Superphysics Superphysics
Articles 5-7

The Pulse or Beat of the Arteries

by Rene Descartes Icon
2 minutes  • 416 words
Table of contents

5. Some animals entirely lack lungs and have only one ventricle in their heart.

If they have multiple ventricles, these are all consecutive to each other.

6. The pulse, or beat of the arteries, depends on the 11 little membranes.

These function as valves, opening and closing the entrances of the 4 vessels connected to the 2 ventricles of the heart.

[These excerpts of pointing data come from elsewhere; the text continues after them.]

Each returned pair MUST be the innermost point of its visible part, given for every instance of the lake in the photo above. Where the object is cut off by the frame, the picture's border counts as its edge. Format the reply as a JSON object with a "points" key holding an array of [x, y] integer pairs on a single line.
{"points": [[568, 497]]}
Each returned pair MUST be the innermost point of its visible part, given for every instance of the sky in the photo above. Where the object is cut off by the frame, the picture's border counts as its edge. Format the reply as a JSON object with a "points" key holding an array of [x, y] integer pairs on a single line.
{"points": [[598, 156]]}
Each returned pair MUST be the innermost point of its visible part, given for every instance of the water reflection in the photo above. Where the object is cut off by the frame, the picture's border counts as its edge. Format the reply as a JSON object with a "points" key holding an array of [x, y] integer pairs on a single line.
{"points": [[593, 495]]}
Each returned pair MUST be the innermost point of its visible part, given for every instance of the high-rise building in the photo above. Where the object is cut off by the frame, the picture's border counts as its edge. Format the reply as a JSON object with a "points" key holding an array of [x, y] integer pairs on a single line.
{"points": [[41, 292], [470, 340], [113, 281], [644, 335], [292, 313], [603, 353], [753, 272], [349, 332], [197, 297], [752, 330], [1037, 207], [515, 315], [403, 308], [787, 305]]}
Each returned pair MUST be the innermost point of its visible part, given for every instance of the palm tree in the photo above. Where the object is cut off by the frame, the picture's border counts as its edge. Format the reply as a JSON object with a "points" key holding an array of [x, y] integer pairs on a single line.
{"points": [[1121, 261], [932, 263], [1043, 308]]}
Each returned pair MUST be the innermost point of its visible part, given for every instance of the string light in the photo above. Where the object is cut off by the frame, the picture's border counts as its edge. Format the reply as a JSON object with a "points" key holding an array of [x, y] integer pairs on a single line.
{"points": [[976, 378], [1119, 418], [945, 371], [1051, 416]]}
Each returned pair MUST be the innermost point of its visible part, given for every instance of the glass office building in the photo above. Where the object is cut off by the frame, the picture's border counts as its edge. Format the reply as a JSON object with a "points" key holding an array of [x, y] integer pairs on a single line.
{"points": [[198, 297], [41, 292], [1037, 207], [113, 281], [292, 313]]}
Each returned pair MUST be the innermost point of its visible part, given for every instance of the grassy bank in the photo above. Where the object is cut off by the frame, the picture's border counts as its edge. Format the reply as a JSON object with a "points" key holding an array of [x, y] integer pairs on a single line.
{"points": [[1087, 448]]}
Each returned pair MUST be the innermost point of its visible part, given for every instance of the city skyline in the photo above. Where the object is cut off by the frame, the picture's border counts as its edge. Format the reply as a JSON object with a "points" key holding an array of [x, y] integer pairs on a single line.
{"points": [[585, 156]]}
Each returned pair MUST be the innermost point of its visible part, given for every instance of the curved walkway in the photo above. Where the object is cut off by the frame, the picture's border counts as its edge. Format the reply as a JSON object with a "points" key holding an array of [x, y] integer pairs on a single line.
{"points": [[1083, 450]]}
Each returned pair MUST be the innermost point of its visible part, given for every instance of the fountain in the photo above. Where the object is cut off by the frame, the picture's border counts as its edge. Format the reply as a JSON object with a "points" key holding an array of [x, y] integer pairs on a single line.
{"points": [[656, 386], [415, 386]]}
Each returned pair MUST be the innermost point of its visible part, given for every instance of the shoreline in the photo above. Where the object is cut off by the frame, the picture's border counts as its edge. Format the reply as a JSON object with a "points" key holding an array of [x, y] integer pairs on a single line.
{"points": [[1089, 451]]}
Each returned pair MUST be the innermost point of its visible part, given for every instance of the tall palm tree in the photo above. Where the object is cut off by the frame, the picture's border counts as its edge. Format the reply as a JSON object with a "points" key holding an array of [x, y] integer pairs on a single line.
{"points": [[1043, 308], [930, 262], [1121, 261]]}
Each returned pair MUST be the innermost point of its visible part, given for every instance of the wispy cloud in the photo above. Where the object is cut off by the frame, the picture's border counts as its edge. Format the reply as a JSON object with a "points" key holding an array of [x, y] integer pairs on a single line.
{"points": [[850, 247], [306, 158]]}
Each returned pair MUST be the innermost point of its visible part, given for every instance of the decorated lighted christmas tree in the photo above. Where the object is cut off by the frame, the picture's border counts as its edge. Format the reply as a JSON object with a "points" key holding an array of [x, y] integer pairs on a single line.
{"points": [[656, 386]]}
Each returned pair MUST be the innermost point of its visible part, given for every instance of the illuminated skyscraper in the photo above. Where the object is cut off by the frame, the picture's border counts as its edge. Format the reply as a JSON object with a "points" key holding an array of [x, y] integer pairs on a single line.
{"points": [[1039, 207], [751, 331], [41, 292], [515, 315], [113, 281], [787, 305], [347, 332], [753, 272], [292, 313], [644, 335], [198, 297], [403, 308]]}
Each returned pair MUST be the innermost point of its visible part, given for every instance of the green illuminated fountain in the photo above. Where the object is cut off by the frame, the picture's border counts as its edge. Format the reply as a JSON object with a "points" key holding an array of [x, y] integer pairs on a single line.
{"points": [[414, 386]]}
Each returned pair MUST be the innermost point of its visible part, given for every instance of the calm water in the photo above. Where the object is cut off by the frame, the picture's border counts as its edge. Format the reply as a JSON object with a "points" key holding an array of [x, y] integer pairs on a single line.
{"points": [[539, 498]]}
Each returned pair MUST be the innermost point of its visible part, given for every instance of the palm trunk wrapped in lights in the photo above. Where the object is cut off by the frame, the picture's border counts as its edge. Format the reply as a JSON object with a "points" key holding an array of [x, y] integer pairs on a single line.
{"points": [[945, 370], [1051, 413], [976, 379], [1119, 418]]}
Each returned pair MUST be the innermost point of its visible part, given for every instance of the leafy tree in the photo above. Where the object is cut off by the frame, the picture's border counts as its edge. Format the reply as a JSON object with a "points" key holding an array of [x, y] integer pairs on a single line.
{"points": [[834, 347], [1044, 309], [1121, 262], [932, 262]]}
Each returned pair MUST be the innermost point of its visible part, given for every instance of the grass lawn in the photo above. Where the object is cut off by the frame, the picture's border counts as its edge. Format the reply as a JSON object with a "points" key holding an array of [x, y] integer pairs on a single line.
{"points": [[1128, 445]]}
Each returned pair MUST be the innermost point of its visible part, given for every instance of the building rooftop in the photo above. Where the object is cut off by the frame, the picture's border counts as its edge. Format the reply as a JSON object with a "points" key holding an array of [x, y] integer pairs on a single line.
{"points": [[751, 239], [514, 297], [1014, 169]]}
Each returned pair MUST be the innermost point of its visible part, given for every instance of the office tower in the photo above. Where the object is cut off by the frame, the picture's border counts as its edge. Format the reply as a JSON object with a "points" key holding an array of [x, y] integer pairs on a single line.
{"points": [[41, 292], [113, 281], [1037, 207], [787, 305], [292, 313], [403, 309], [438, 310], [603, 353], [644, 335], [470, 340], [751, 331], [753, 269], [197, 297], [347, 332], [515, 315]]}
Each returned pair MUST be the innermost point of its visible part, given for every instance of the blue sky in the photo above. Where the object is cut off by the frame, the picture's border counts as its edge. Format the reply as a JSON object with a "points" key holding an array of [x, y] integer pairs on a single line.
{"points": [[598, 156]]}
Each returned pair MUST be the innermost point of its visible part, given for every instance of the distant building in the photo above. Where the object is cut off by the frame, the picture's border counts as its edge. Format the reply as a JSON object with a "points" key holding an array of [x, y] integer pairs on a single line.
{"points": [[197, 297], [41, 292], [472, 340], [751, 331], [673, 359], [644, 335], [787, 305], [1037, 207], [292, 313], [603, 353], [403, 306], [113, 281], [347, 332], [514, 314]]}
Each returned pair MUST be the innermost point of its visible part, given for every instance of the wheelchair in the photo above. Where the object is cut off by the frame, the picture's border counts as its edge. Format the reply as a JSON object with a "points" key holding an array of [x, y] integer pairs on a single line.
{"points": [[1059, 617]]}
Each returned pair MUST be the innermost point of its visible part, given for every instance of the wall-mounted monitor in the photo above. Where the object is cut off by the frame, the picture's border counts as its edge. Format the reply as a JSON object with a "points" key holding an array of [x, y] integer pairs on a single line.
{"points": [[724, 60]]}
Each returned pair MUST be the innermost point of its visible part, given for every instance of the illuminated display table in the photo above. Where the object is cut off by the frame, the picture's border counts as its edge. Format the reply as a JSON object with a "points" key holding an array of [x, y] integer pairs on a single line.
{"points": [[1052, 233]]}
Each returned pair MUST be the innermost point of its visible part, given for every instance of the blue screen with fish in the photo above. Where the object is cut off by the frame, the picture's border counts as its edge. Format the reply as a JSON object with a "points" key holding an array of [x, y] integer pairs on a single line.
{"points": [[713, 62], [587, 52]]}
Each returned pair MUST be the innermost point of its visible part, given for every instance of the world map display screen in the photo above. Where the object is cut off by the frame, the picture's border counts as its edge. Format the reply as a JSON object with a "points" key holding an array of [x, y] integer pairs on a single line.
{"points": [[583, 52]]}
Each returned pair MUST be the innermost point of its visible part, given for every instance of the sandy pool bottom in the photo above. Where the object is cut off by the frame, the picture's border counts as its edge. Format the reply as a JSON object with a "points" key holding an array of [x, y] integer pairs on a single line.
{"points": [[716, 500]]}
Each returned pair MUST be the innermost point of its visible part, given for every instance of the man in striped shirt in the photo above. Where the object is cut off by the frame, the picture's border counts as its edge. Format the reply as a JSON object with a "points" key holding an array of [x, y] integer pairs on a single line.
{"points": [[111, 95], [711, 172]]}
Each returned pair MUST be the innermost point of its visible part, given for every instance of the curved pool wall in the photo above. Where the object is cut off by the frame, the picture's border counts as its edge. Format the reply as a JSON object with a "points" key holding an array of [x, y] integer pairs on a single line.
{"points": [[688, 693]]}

When one of these beats ceases, another is about to begin. At that moment:

  • the little doors which are at the entrances of the 2 arteries are exactly closed
  • those which are at the entrances of the 2 veins are opened

In this way, 2 drops of blood fall through these 2 veins, one into each cavity of the heart.

These drops of blood then become rarefied, and suddenly spread out into a larger space to occupy it. They push and close those valves at the entrances of the 2 veins.

This prevents any more excess blood from going down into the heart. They then push and open the valves of the 2 arteries, through which they promptly and forcefully rush from the heart.

This makes the heart and all the arteries of the body swell at the same time.

But immediately afterwards, this rarefied blood condenses again, or enters the other parts.

And so the heart and arteries swell up:

  • the valves at the 2 entrances of the arteries close again
  • those at the entrances of the 2 veins open again.

This gives passage to two other drops of blood, which again swell up the heart and arteries, just as the previous ones did.

7. The blood restores whatever is expelled by the continuous movement of surrounding bodies.

The 2 kinds of blood are:

  • The blood in the veins is freshly transferred from the liver.
  • The blood in the arteries and already perfected in the heart.

The cause of the arterial pulse explains how both of these 2 kinds of blood adheres to other parts of the blood and restores whatever was expelled from the continuous actions and movement of these parts.

The blood contained in the veins flows back slowly from their extremities to the heart, according to the arrangement of certain valves embedded in various locations within the veins.

Conversely, the blood in the arteries is propelled through multiple pulses from the heart to the extremities of the arteries.

  • In this way, the blood easily unites with all its parts and thus is retained in them.
  • This nourishes and even increases them.